Late in the 1980’s at CNN, we managers were treated to a two-day seminar on how to fire people. Not how to save or rescue employees, but how to get them the hell out of the building without us being sued. The process involved the now discredited method called “progressive discipline.” This mainly consisted of telling someone they did something wrong and if they do it again something bad could happen. Then when they do it again you tell them something worse could happen. Third offense, you tell them the worst IS happening and they were out the door. You can see how this motivated employees to raise their performance by constantly worrying about the lowering boom rather than concentrating on the work at hand.
Several years later the authors of a book entitled “Abolishing Performance Appraisals” paid me a visit to pitch a story on their book. I still have the book. Its premise is simple. Performance appraisals are for the most part bullshit and never contribute to improving an employee’s performance. Here’s how it works. An employee’s raise or bonus is often tied to the final score on his or her evaluation.
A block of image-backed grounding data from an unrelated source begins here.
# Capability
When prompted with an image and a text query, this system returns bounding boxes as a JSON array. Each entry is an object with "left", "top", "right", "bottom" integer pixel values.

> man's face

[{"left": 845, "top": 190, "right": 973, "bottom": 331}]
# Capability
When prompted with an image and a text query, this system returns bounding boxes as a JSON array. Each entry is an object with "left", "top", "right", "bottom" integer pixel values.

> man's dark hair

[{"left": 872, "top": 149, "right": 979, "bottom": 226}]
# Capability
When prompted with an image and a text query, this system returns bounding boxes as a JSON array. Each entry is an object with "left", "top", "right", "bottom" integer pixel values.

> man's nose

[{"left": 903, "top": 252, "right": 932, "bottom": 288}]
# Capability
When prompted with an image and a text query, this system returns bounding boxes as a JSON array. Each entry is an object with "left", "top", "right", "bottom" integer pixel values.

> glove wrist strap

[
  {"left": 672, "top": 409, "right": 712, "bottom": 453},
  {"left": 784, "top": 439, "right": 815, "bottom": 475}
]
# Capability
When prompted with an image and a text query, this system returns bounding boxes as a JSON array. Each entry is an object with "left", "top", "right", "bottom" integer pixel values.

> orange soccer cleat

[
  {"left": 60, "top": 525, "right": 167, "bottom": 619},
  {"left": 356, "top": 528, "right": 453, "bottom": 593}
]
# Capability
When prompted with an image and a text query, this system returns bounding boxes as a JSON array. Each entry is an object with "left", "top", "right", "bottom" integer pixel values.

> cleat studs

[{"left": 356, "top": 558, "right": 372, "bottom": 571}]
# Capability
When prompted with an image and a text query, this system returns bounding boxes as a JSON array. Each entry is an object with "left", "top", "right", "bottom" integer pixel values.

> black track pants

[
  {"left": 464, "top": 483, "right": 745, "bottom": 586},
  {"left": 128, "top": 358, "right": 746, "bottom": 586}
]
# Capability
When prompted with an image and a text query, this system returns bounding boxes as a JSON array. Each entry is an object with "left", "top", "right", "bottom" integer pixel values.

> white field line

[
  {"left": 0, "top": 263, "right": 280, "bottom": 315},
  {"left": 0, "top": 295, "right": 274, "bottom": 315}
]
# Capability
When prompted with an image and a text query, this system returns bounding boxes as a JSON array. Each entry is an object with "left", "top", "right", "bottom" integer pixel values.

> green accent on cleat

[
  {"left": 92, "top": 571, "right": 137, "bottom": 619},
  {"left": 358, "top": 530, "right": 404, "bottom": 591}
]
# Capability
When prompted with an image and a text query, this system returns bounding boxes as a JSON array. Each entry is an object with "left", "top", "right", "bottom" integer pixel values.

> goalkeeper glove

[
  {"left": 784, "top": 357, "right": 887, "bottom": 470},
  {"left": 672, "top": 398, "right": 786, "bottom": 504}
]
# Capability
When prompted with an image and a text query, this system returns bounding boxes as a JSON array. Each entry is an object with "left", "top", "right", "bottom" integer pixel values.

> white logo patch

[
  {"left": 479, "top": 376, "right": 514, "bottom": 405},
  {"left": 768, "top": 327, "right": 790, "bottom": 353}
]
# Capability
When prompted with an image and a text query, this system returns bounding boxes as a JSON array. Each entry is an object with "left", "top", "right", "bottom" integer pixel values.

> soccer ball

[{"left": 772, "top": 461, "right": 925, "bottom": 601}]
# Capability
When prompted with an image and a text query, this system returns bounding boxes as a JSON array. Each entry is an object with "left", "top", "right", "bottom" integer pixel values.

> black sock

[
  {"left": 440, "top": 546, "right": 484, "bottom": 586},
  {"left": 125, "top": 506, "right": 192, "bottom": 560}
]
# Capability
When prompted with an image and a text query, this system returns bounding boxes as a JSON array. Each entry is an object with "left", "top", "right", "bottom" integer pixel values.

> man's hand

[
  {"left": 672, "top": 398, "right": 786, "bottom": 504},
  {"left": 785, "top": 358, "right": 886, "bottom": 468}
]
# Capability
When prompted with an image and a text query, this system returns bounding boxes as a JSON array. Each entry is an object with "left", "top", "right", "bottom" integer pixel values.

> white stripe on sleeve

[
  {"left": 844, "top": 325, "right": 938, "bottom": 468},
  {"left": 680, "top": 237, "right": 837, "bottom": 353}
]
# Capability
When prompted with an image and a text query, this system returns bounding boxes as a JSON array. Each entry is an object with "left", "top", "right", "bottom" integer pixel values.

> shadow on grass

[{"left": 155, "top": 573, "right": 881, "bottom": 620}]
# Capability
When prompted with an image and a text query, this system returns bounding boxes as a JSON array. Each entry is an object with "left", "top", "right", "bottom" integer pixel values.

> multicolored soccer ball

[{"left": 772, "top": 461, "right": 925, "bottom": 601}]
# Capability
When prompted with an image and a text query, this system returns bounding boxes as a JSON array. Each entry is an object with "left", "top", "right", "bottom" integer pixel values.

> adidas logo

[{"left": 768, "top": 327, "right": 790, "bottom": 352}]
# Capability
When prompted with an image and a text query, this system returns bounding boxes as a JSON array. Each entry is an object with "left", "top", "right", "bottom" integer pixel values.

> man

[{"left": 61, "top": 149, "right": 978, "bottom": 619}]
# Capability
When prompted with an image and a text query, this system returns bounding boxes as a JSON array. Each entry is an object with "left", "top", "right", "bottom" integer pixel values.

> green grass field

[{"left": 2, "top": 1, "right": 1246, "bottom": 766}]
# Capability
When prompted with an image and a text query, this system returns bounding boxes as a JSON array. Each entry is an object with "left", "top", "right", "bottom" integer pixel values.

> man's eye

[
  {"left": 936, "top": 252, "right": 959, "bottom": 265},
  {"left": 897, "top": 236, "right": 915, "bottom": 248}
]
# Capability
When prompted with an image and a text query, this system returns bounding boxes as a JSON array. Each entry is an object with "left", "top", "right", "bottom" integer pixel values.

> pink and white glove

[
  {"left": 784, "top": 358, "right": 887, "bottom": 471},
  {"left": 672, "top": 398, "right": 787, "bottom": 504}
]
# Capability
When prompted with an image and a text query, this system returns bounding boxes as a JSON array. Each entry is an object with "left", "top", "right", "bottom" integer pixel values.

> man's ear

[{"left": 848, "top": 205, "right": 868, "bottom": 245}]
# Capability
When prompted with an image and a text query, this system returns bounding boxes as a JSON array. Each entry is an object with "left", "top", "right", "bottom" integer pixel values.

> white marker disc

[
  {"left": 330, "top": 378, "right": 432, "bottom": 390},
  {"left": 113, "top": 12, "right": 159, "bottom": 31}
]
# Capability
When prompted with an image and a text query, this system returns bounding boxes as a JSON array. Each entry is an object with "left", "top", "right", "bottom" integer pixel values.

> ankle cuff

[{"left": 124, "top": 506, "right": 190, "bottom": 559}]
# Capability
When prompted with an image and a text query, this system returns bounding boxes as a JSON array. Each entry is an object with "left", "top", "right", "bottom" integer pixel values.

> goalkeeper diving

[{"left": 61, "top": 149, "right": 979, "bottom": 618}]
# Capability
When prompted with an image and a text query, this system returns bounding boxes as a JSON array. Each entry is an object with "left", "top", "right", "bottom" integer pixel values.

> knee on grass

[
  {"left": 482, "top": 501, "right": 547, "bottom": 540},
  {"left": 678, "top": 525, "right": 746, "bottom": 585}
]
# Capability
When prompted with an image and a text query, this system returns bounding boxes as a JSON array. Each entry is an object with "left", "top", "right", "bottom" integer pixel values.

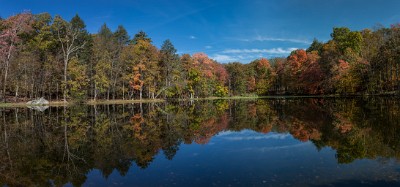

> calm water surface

[{"left": 1, "top": 98, "right": 400, "bottom": 186}]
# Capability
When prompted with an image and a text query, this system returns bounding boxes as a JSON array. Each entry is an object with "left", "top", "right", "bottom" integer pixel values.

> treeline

[
  {"left": 228, "top": 25, "right": 400, "bottom": 95},
  {"left": 1, "top": 12, "right": 400, "bottom": 102}
]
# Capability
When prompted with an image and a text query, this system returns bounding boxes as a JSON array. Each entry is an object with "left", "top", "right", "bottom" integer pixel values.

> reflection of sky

[
  {"left": 82, "top": 130, "right": 400, "bottom": 187},
  {"left": 217, "top": 130, "right": 290, "bottom": 140},
  {"left": 214, "top": 130, "right": 308, "bottom": 152}
]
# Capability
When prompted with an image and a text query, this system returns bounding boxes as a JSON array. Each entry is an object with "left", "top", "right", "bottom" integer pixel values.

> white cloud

[
  {"left": 189, "top": 35, "right": 197, "bottom": 39},
  {"left": 211, "top": 54, "right": 237, "bottom": 62},
  {"left": 222, "top": 133, "right": 291, "bottom": 141},
  {"left": 256, "top": 37, "right": 311, "bottom": 44},
  {"left": 236, "top": 36, "right": 311, "bottom": 44},
  {"left": 205, "top": 45, "right": 213, "bottom": 49},
  {"left": 209, "top": 47, "right": 301, "bottom": 63},
  {"left": 238, "top": 142, "right": 311, "bottom": 152},
  {"left": 237, "top": 55, "right": 245, "bottom": 59},
  {"left": 222, "top": 47, "right": 298, "bottom": 54},
  {"left": 217, "top": 130, "right": 250, "bottom": 136}
]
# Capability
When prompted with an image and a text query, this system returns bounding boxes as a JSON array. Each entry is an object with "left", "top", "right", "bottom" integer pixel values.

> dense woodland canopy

[{"left": 1, "top": 12, "right": 400, "bottom": 102}]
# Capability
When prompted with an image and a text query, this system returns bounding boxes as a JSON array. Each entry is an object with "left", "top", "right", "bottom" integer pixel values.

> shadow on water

[{"left": 0, "top": 97, "right": 400, "bottom": 186}]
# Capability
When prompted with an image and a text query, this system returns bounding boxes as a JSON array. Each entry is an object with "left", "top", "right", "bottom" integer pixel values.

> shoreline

[
  {"left": 0, "top": 94, "right": 398, "bottom": 108},
  {"left": 0, "top": 99, "right": 166, "bottom": 108}
]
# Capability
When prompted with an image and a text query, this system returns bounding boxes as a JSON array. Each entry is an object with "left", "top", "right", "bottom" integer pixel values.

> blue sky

[{"left": 1, "top": 0, "right": 399, "bottom": 63}]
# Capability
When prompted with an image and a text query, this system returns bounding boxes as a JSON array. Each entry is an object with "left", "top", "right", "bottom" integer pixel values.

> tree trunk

[
  {"left": 107, "top": 88, "right": 110, "bottom": 100},
  {"left": 2, "top": 67, "right": 8, "bottom": 102},
  {"left": 94, "top": 82, "right": 97, "bottom": 101},
  {"left": 2, "top": 43, "right": 14, "bottom": 102},
  {"left": 57, "top": 83, "right": 59, "bottom": 101},
  {"left": 122, "top": 84, "right": 125, "bottom": 100},
  {"left": 139, "top": 87, "right": 142, "bottom": 100},
  {"left": 49, "top": 82, "right": 52, "bottom": 101},
  {"left": 63, "top": 58, "right": 68, "bottom": 102},
  {"left": 30, "top": 83, "right": 34, "bottom": 99},
  {"left": 112, "top": 82, "right": 116, "bottom": 100},
  {"left": 15, "top": 85, "right": 18, "bottom": 102}
]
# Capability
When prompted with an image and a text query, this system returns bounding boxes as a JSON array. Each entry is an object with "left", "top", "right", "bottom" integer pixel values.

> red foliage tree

[
  {"left": 0, "top": 12, "right": 33, "bottom": 100},
  {"left": 129, "top": 64, "right": 145, "bottom": 99},
  {"left": 285, "top": 49, "right": 308, "bottom": 93},
  {"left": 298, "top": 51, "right": 324, "bottom": 94},
  {"left": 283, "top": 49, "right": 325, "bottom": 94}
]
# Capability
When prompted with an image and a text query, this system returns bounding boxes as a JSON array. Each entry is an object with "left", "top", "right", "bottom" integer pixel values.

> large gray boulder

[{"left": 26, "top": 97, "right": 49, "bottom": 105}]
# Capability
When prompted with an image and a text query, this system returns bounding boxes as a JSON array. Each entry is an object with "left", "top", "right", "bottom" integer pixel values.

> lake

[{"left": 1, "top": 98, "right": 400, "bottom": 186}]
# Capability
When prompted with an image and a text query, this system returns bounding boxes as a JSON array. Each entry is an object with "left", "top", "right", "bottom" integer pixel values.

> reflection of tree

[
  {"left": 0, "top": 107, "right": 92, "bottom": 186},
  {"left": 131, "top": 113, "right": 145, "bottom": 141},
  {"left": 304, "top": 98, "right": 400, "bottom": 164},
  {"left": 1, "top": 98, "right": 400, "bottom": 186},
  {"left": 289, "top": 119, "right": 321, "bottom": 142}
]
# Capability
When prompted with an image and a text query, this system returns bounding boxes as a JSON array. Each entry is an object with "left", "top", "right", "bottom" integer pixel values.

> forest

[{"left": 1, "top": 12, "right": 400, "bottom": 102}]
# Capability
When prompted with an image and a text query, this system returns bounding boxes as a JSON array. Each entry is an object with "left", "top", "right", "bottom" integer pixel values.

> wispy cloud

[
  {"left": 222, "top": 48, "right": 298, "bottom": 54},
  {"left": 237, "top": 142, "right": 311, "bottom": 153},
  {"left": 211, "top": 54, "right": 238, "bottom": 62},
  {"left": 210, "top": 47, "right": 298, "bottom": 63},
  {"left": 217, "top": 130, "right": 251, "bottom": 136},
  {"left": 189, "top": 35, "right": 197, "bottom": 39},
  {"left": 235, "top": 36, "right": 311, "bottom": 44},
  {"left": 256, "top": 37, "right": 311, "bottom": 44},
  {"left": 205, "top": 45, "right": 213, "bottom": 49},
  {"left": 179, "top": 47, "right": 298, "bottom": 63},
  {"left": 222, "top": 133, "right": 291, "bottom": 141}
]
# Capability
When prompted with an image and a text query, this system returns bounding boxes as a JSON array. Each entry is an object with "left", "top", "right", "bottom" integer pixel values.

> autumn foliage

[{"left": 1, "top": 12, "right": 400, "bottom": 102}]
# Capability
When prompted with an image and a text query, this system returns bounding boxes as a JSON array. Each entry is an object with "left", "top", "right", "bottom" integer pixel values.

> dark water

[{"left": 1, "top": 98, "right": 400, "bottom": 186}]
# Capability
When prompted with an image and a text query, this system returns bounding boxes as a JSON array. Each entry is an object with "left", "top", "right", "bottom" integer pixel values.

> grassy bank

[
  {"left": 86, "top": 99, "right": 165, "bottom": 105},
  {"left": 1, "top": 94, "right": 398, "bottom": 108},
  {"left": 0, "top": 101, "right": 68, "bottom": 108},
  {"left": 0, "top": 99, "right": 166, "bottom": 108}
]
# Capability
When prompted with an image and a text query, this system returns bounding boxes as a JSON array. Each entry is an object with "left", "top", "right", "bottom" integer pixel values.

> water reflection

[{"left": 0, "top": 98, "right": 400, "bottom": 186}]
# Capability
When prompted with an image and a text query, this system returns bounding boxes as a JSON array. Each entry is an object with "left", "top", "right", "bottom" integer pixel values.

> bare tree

[{"left": 53, "top": 15, "right": 86, "bottom": 102}]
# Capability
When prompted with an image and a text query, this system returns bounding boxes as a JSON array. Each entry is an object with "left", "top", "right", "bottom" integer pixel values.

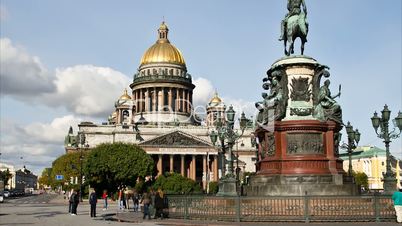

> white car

[
  {"left": 0, "top": 194, "right": 3, "bottom": 203},
  {"left": 3, "top": 191, "right": 10, "bottom": 198}
]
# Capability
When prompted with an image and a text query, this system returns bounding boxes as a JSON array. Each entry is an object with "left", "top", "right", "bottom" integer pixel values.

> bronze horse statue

[{"left": 283, "top": 12, "right": 308, "bottom": 56}]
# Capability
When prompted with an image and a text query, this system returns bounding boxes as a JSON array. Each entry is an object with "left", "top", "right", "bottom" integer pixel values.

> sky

[{"left": 0, "top": 0, "right": 401, "bottom": 176}]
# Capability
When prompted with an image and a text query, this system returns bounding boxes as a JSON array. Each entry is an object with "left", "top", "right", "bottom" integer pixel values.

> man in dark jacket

[
  {"left": 71, "top": 190, "right": 79, "bottom": 215},
  {"left": 89, "top": 189, "right": 97, "bottom": 217}
]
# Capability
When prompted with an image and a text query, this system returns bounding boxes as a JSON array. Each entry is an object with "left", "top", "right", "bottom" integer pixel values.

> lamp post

[
  {"left": 78, "top": 132, "right": 86, "bottom": 202},
  {"left": 209, "top": 106, "right": 248, "bottom": 196},
  {"left": 340, "top": 122, "right": 360, "bottom": 177},
  {"left": 371, "top": 104, "right": 402, "bottom": 194}
]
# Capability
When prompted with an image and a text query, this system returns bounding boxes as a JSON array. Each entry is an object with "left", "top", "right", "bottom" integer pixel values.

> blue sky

[{"left": 0, "top": 0, "right": 401, "bottom": 175}]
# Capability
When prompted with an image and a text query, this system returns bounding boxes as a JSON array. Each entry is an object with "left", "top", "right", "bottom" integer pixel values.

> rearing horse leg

[{"left": 301, "top": 40, "right": 305, "bottom": 55}]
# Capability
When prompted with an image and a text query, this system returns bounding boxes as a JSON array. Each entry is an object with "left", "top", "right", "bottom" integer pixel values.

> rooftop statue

[{"left": 279, "top": 0, "right": 309, "bottom": 56}]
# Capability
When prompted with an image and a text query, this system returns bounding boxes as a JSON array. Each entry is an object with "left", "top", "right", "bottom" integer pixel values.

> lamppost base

[
  {"left": 383, "top": 176, "right": 397, "bottom": 195},
  {"left": 216, "top": 175, "right": 238, "bottom": 196}
]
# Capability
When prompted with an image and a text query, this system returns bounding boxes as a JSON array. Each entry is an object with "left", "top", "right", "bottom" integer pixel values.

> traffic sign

Knowing this, the manager decides in advance how much money the employee should get and finagles the evaluation so the score matches the desired pay increase or bonus, or rigs it low enough to warrant canning their butt.
The best way of evaluating an employee is to keep track of their work on a daily basis. Something’s right? Give ‘em some praise. Not good enough? Take immediate corrective action. Have honest conversations several times during the year, not just during the specified evaluation period. You know what? If you’ve been honest enough all along, the inadequate employee will know they’re gone before you even tell them.
Then again, Henry Ford II didn’t waste a lot of time or thought when he decided to can Lee Iaccoca in 1978 telling him, “sometimes you just don’t like somebody.”